本発明は、耐熱性および断熱性を有する無機繊維とその製造方法に関するものであり、特に、生体内において溶解性を有することによって、人体に吸入されても有害性が小さく、かつ優れた耐水性を有する無機繊維とその製造方法に関するものである。
無機繊維の用途は多岐にわたっている。無機繊維は、一般に、耐熱性や断熱性に優れることから、特に、耐熱、防火、断熱、保温などの特性が要求される材料の原料および素材として使用されることが多い。
無機繊維は、天然のものと人工のものとに大別される。天然の無機繊維の代表的なもののひとつとしては、アスベストを挙げることができる。アスベストは、体内に吸入されると、呼吸器疾患、さらには、がんを発生させることが知られており、国際がん研究機関(IARC)でも発癌性物質であるグループ1に分類されている。一方、人工の無機繊維に関しては、その空気力学的特性がアスベストに類似するものは、アスベストと同様に、その吸入による有害性の可能性が指摘されている。
無機繊維の有害性は、吸入される繊維の、1)量、2)径、長などの寸法、3)体内での耐久性、という3つの要因に大きく依存することが報告されている。近年、特に、上記3)の吸入繊維の体内での耐久性という要因が注目され、吸入繊維が体内で溶解し、その溶解した成分が有害でなければ、その繊維の有害性は小さいという認識がなされた。この認識は、無機繊維の産業界に溶解性無機繊維の開発を促す結果となった。
上記の溶解性無機繊維のひとつとして、例えば、特許文献1に開示される非晶質アルカリ土類ケイ酸塩繊維(AES繊維)が挙げられる。
特願2002−196906号明細書
無機繊維を原料のひとつとする材料等の製造方法には、湿式すなわち無機繊維を水中に分散させたスラリーを調製する工程を含む場合が数多く存在する。例えば、無機繊維質の成形品は、無機繊維と結合材等を水中で攪拌混合して調製したスラリーを型に吸引する方法(いわゆる湿式真空成形法)によって製造されている。また、無機繊維は、高温多湿地域での保管・貯蔵された後、使用されることもあり得る。これらのことを考慮すると、生体溶解性を有するAES繊維にも、耐水性が要求される。しかしながら、生体溶解性と耐水性は相反する特性であり、生体溶解性が増大すれば、必然的に耐水性が低下してしまう。したがって、上記のような耐水性が求められる用途においては、結果として、生体溶解性を有するとされている無機繊維の中から、比較的生体溶解性が低い種類のものを選択して、使用せざるを得ない場合がある。このような理由から、AES繊維には、耐水性を維持しながらも、より優れた生体溶解性を発現することが要求されている。

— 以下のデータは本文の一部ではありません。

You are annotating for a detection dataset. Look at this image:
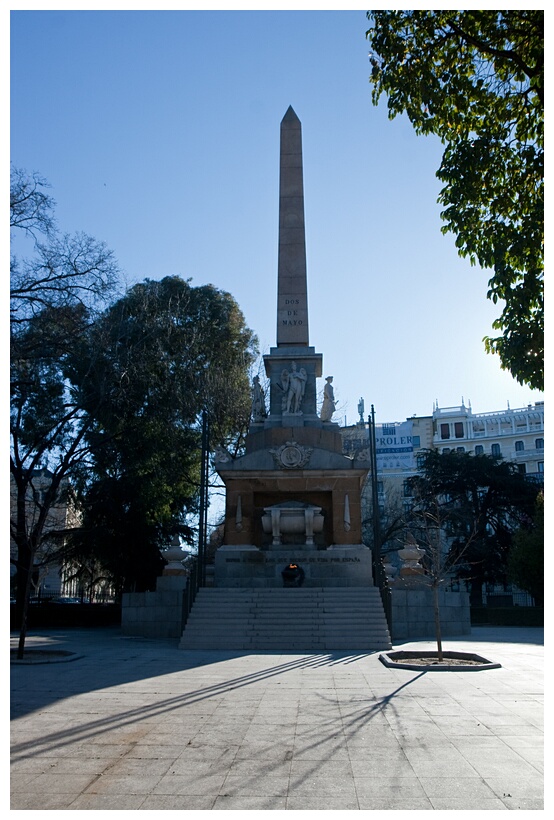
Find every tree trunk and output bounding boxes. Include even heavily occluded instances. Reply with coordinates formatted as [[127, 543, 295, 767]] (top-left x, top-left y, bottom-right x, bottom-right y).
[[433, 585, 443, 661]]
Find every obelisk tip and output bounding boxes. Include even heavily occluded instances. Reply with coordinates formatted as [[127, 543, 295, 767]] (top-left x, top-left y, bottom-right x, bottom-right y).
[[281, 105, 300, 123]]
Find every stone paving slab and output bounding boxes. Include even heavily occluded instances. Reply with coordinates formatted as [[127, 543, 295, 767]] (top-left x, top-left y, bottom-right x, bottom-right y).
[[11, 627, 544, 812]]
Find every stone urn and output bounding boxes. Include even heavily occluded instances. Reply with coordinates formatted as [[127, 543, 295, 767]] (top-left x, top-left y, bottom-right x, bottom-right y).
[[162, 537, 189, 575], [398, 541, 426, 582]]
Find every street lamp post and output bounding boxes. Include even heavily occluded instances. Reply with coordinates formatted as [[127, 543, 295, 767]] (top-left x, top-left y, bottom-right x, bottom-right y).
[[367, 405, 392, 631]]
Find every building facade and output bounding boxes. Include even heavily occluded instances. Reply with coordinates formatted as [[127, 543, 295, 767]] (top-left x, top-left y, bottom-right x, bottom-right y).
[[341, 401, 544, 604]]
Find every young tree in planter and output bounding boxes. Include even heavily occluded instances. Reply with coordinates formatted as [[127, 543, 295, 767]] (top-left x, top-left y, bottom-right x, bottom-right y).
[[410, 450, 537, 604], [508, 492, 544, 606], [408, 488, 476, 661]]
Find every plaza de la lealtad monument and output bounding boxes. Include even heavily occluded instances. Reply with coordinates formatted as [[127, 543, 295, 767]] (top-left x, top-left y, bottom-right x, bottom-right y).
[[176, 108, 390, 649]]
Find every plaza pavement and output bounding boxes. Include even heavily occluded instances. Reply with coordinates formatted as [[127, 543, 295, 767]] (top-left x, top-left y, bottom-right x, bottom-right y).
[[11, 627, 544, 811]]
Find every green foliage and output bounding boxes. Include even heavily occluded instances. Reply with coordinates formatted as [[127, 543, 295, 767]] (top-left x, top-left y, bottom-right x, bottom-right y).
[[508, 493, 544, 606], [410, 450, 537, 604], [67, 276, 256, 589], [10, 168, 118, 657], [367, 9, 544, 390]]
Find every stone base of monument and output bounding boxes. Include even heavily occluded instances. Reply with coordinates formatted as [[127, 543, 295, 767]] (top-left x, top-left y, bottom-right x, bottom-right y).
[[214, 544, 373, 588]]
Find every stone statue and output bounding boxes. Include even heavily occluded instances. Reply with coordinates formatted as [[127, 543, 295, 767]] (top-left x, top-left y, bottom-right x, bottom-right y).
[[281, 362, 308, 413], [252, 376, 267, 421], [319, 376, 335, 421]]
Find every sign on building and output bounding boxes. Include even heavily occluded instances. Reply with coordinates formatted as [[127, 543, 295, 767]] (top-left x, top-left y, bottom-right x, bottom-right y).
[[375, 421, 414, 472]]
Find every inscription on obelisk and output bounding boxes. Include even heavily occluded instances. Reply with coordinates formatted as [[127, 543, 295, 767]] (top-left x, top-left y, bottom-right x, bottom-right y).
[[277, 107, 309, 347]]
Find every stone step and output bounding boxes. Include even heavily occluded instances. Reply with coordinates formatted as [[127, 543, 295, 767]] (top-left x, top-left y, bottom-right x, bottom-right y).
[[180, 587, 391, 651]]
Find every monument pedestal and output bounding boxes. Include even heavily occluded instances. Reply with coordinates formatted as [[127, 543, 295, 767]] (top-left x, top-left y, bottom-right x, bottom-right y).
[[215, 544, 373, 588]]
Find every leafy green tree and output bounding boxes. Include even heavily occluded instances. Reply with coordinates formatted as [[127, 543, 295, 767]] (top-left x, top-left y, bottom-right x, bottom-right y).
[[10, 169, 118, 654], [508, 493, 544, 606], [410, 450, 537, 604], [367, 9, 544, 390], [67, 276, 256, 590]]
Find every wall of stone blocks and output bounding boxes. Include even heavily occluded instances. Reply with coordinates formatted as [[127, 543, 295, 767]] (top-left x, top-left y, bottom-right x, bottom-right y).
[[392, 589, 471, 642], [121, 576, 186, 640]]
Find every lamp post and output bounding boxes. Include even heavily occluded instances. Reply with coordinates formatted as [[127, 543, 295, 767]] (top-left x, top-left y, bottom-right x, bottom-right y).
[[197, 410, 210, 587], [367, 405, 392, 632]]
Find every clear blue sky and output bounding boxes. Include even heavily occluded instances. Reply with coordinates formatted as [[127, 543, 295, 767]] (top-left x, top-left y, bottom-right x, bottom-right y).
[[11, 10, 542, 424]]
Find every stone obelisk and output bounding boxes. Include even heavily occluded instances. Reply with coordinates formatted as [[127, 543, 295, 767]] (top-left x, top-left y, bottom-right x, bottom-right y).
[[264, 107, 323, 428], [277, 107, 309, 347], [214, 108, 371, 586]]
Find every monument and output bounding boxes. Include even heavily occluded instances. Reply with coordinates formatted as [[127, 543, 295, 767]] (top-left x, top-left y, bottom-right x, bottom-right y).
[[214, 108, 373, 587]]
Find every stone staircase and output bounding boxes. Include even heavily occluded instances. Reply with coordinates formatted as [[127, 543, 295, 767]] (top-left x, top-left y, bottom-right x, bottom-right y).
[[179, 587, 391, 652]]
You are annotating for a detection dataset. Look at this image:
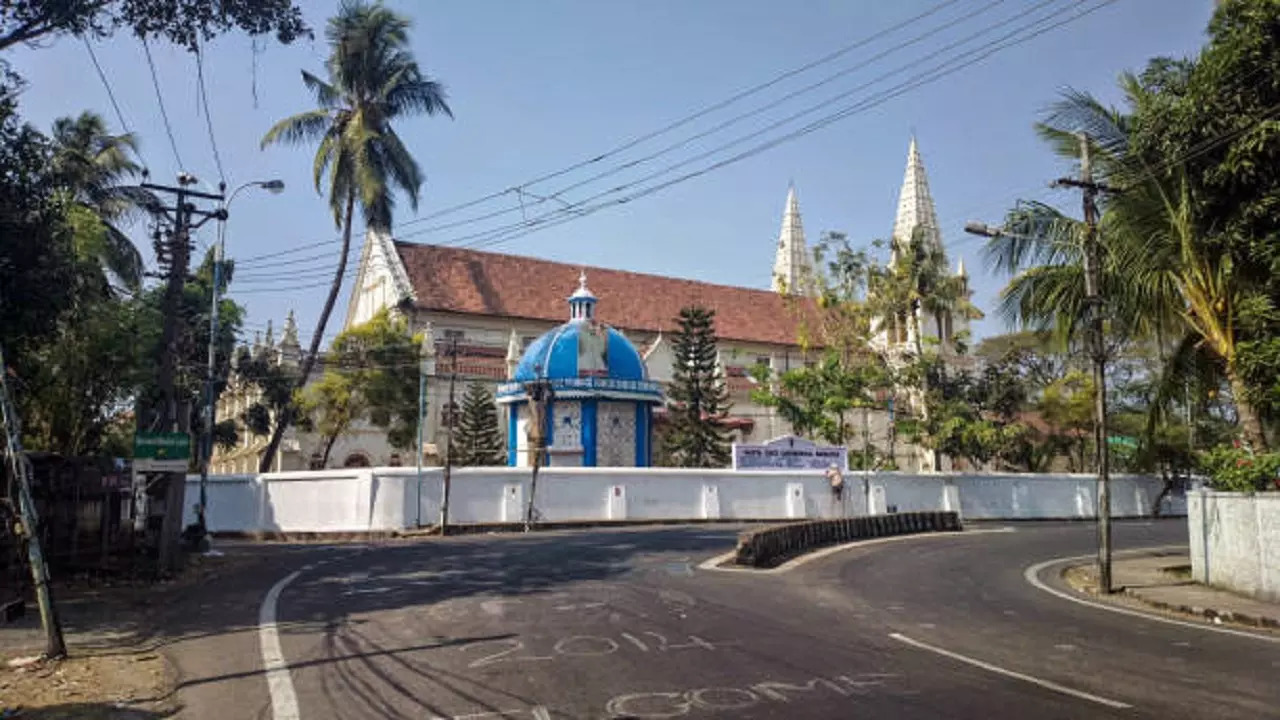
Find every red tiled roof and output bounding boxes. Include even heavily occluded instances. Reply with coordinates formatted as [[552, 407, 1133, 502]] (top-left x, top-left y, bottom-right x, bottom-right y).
[[396, 242, 813, 346]]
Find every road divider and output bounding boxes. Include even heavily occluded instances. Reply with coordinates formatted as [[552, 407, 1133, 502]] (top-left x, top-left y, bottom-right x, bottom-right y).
[[733, 512, 964, 568]]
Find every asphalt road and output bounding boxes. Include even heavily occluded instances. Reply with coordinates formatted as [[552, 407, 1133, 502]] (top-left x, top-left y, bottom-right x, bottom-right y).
[[177, 520, 1280, 720]]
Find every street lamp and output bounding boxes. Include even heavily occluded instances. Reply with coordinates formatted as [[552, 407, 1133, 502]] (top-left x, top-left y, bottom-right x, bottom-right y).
[[196, 179, 284, 537]]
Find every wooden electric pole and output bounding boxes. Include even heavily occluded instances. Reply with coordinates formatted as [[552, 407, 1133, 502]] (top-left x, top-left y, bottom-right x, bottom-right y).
[[525, 378, 556, 533], [0, 338, 67, 659], [138, 173, 227, 571], [440, 337, 458, 536], [1053, 133, 1112, 593]]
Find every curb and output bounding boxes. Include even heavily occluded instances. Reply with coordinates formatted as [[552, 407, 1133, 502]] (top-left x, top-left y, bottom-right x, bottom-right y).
[[1059, 562, 1280, 629]]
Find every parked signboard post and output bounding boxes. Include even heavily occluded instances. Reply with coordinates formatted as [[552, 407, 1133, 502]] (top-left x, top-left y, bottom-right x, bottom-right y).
[[133, 433, 191, 473]]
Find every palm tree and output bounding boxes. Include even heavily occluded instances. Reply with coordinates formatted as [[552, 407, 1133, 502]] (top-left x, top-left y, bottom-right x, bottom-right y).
[[50, 111, 156, 291], [986, 75, 1267, 450], [260, 0, 453, 471]]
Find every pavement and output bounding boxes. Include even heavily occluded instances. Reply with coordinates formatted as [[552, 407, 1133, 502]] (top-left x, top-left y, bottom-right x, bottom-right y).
[[1066, 550, 1280, 628], [107, 520, 1280, 720]]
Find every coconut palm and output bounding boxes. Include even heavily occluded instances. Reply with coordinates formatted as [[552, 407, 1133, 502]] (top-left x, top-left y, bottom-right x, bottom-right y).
[[50, 111, 156, 291], [261, 0, 452, 471], [986, 75, 1267, 450]]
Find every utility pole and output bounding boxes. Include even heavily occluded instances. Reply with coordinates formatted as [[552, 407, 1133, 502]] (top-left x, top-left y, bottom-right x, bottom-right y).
[[0, 335, 67, 659], [138, 173, 227, 571], [417, 323, 432, 533], [525, 368, 556, 533], [196, 179, 284, 538], [1053, 132, 1112, 593], [964, 132, 1115, 593], [440, 337, 458, 536]]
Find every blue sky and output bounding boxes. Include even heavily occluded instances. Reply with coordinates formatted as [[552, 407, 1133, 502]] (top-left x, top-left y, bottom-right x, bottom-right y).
[[9, 0, 1212, 342]]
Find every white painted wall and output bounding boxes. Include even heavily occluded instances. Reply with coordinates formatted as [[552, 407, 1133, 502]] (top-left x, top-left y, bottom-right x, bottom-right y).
[[187, 468, 1182, 532], [1187, 489, 1280, 601]]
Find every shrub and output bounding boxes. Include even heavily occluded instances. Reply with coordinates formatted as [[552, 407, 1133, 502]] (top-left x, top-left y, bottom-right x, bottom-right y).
[[1199, 446, 1280, 492]]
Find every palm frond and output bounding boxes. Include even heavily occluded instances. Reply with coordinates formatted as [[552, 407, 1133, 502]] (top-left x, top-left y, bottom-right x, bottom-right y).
[[260, 110, 333, 149], [302, 70, 342, 110]]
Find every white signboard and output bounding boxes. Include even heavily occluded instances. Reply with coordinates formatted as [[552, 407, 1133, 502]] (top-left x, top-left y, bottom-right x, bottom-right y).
[[733, 436, 849, 473]]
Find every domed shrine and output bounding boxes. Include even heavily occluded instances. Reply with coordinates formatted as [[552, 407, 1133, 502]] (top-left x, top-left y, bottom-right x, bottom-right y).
[[497, 273, 662, 468]]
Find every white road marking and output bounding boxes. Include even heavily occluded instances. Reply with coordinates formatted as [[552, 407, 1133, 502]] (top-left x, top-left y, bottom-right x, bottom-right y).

一般に、無機繊維の溶解性は、その熱履歴に大きく依存する。しかしながら、上記のAES繊維の熱履歴が、それ自身の溶解性に及ぼす影響については、ほとんど明らかになっていない。無機繊維が耐火断熱の用途に使用されることを考慮すれば、無機繊維の熱履歴の違いによる溶解性の変化を理解することは重要である。
そこで本発明は、耐水性を維持しながらも、より優れた生体溶解性を発現することができる、生体溶解性および耐水性を有する無機繊維およびその製造方法を提供することを目的としている。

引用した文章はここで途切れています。